È una storia fatta di un continuo sorprenderti perché gli sviluppatori avevano pensato anche a questo tipo di azione che credevi fosse tutto tuo, di piccoli premi, ricompense e modi intelligenti in cui il gioco non solo ti lascia fare, ma riconosce quello che fai e lo sottolinea. È quel momento in cui fai davvero qualcosa che nessuno si aspettava e Prey diventa ancora più tuo. È un sistema di combattimento forse un po' impacciato, ma perfetto nel contesto di crescita, da piccolo uomo indifeso contro l'extramondo a spaccaculi che gira come un papa fra alieni e robot. È una colonna sonora coraggiosa e perfetta nella sua pacchianeria. È un lavoro pazzesco sul suono ambientale e sull'accompagnare le tue inquietudini con voci e scricchiolii. È un insieme di ambienti di gioco dal design minuzioso e tentacolare, magari criticabile per un approccio un po' sci-fi slick stile Apple, un po' retrò modello BioShock, non proprio originalissimo, ma che trova una sua personalità nei tanti piccoli dettagli, nella cura pazzesca per la narrazione ambientale, nell'impegno profuso in ogni angolo. È un level design strepitoso e che riesce ad essere tale, terrificante nella densità, nella sostanza di puro supporto al gameplay, trovando sempre anche grande realismo e credibilità nel modo in cui tratteggia ambienti dove vivevano e lavoravano delle persone. È un capolavoro moderno, che guarda al passato per reinterpretarlo con occhio contemporaneo. Non perdetevelo, capitelo, godetevelo. Oppure levatevi di torno, tanto a lui non glie ne frega niente. E io gli voglio bene per questo. Perché Prey è un gioco che si fa i cazzi suoi.

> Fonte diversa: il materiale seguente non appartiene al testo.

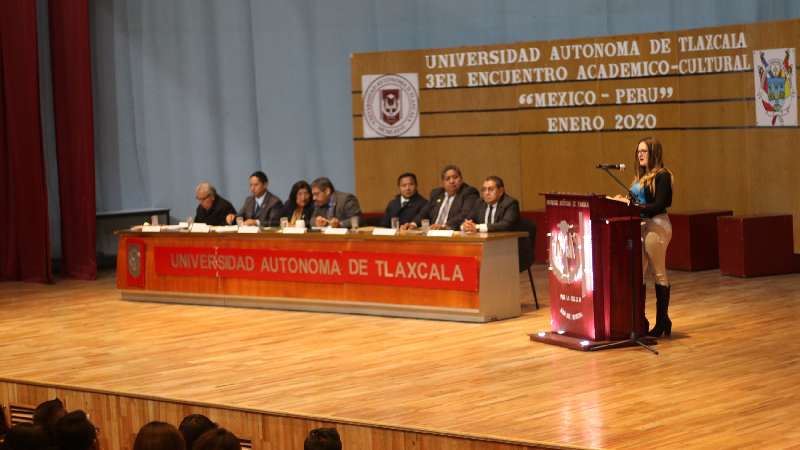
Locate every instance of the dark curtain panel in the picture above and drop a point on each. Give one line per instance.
(24, 238)
(70, 56)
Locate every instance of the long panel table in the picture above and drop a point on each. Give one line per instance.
(467, 277)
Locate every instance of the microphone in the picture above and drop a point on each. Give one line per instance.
(611, 166)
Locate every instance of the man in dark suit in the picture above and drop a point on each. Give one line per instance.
(331, 207)
(262, 205)
(497, 211)
(450, 204)
(407, 204)
(212, 209)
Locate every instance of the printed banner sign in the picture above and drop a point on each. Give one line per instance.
(394, 269)
(775, 81)
(391, 105)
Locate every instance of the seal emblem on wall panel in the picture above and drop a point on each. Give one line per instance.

Ho ricevuto un codice Steam da Bethesda Italia e ho completato Prey in uno spazio variabile fra le 30 ore circa indicate dal mio ultimo salvataggio e le 35 ore circa indicate da Steam. Ho visto i due finali “positivi”, uno dei quali in due varianti, e quello “alternativo” che è possibile ottenere verso metà gioco. Non ho visto il finale negativo (o, meglio, l'ho viso su YouTube), anche perché, a occhio, per ottenerlo dovrei rigiocare tutto da capo. E le seconde run non fanno per me. Ho completato tutte le missioni opzionali (o comunque tutte quelle che mi sono state proposte durante la mia partita) ma mi sono lasciato dietro un po' della gente che è possibile cercare in giro per gli ambienti di gioco e ho sbloccato 29 achievement su 48. Ho voluto molto bene a Prey e lui ne ha voluto molto a me, regalandomi chicche deliziose tipo quando mi ha piazzato una missione dallo “spawn” casuale nei luoghi in cui ha inizio il gioco, sapendo che questo tipo di chiusura del cerchio a me piace tantissimo. Ho finito di giocarci l'altra notte verso le due e mezza, perché non esisteva che lo lasciassi lì così prima di partire per cinque giorni di assenza. Il gioco è disponibile anche su PlayStation 4 e Xbox One. Ah, come al solito, se acquistate Prey su Amazon passando dai nostri link, ci fate ricevere una piccola percentuale di quanto spendete, senza sovrapprezzi per voi. Potete farlo su Amazon Italia a questo indirizzo qui o su Amazon UK a quest'altro indirizzo qua.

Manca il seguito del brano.